The event caused consternation in the parish, and raised suspicions of witchcraft. Some years later an unsuccessful petition was made to King James I to have Mother Haggy tried for witchcraft in Scotland. But she had powerful allies among “the Great Ones of the Town”, as she was “Serviceable to them in their Amours”. Specifically, she had developed a salve that could restore the hymen after sexual intercourse, “without any Hindrance of Business, or the Knowledge of anyone about them”. She claimed to have used it so often on her own daughter that “more than Twenty were satisfy’d they had her Virginity before Marriage”.[2]

The popularity of her salve may have made her over-confident, as it was reported that she was often to be seen flying around St. Albans on a broomstickBroomsticks smeared with flying ointment were supposed to give witches the power of flight..[3] It was also claimed that she was able to transform herself into any female animal, but Mother Haggy nevertheless escaped prosecution and died a natural death, leaving behind a son and a daughter, Haggite.[2]

Haggite married Avaro, and the pair became trusted servants of two brothers from a great family. But they abused that trust, and cheated their employers to become even richer than them. Eventually Haggite and Avaro were dismissed, and they decided to call a midnight meeting with their collaborators in crime, to see if anything could be done to prevent their ruin. The ghost of Mother Haggy appeared, flames springing from its nostrils and sulfurous smoke from its mouth, and denounced the conspirators:

I Come, O ye Accomplices in Iniquity, to tell you of your Crimes … and prepare for Punishment that is Certain. I have, as long as I could, assisted you in your Glorious Execrable Attempts, but Time is now no more; the Time is coming when you must be deliver’d up to Justice. As to you, O Son and Daughter, said she, turning to them, ’tis but a few revolving Moons, e’er you must both fall a Sacrifice to your Avarice and Ambition.

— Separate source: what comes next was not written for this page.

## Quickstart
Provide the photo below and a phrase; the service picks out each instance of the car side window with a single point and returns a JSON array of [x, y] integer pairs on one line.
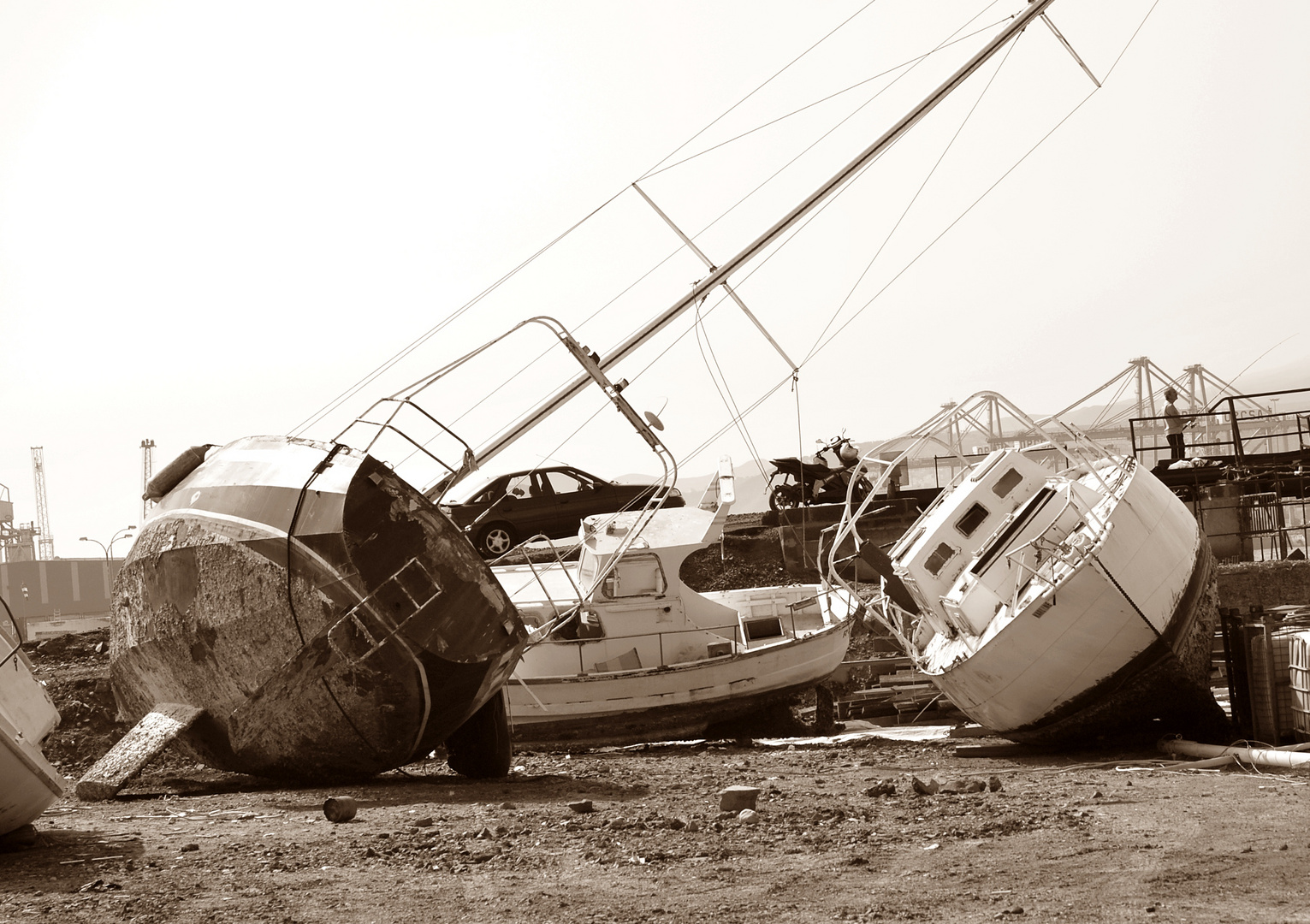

Then with a shriek, she disappeared.

Modern interpretations


There was almost certainly no real Mother Haggy, as hinted at by the author early in the story:

The Place of her Birth is disputed by some of the most celebrated Moderns, tho’ they have a Tradition in the Country, that she was never Born at all, and which is most probable.[4]

Although the story is generally attributed to William Wagstaffe, its authorship remains in doubt. Jonathan Swift teasingly wrote in a letter that when he was asked to read the story to Lady Masham “I thought I had writt it myself; so did they, but I did not”. The story has also been attributed to John Arbuthnot, a Scottish physician and satirist who was living in London at the time of the pamphlet’s publication. It is even possible that it was a collaboration between Swift and Arbuthnot, as believed by Sir Walter Scott.[4]

What is certain however, is that by 1712 the use of ghost stories as a vehicle for political satire was well established.[4] A separately published key to the characters in the St. Alb-n’s Ghost, written either by Wagstaffe or Arbuthnot, explicitly identifies Haggite with the Duchess of Marlborough (1660–1744), one of the most powerful women in the country, Mother Haggy with her mother, Mrs Jennings, and Avaro with the Duke of Marlborough;[5] the duchess was probably born at Holywell House in St. Albans.[6]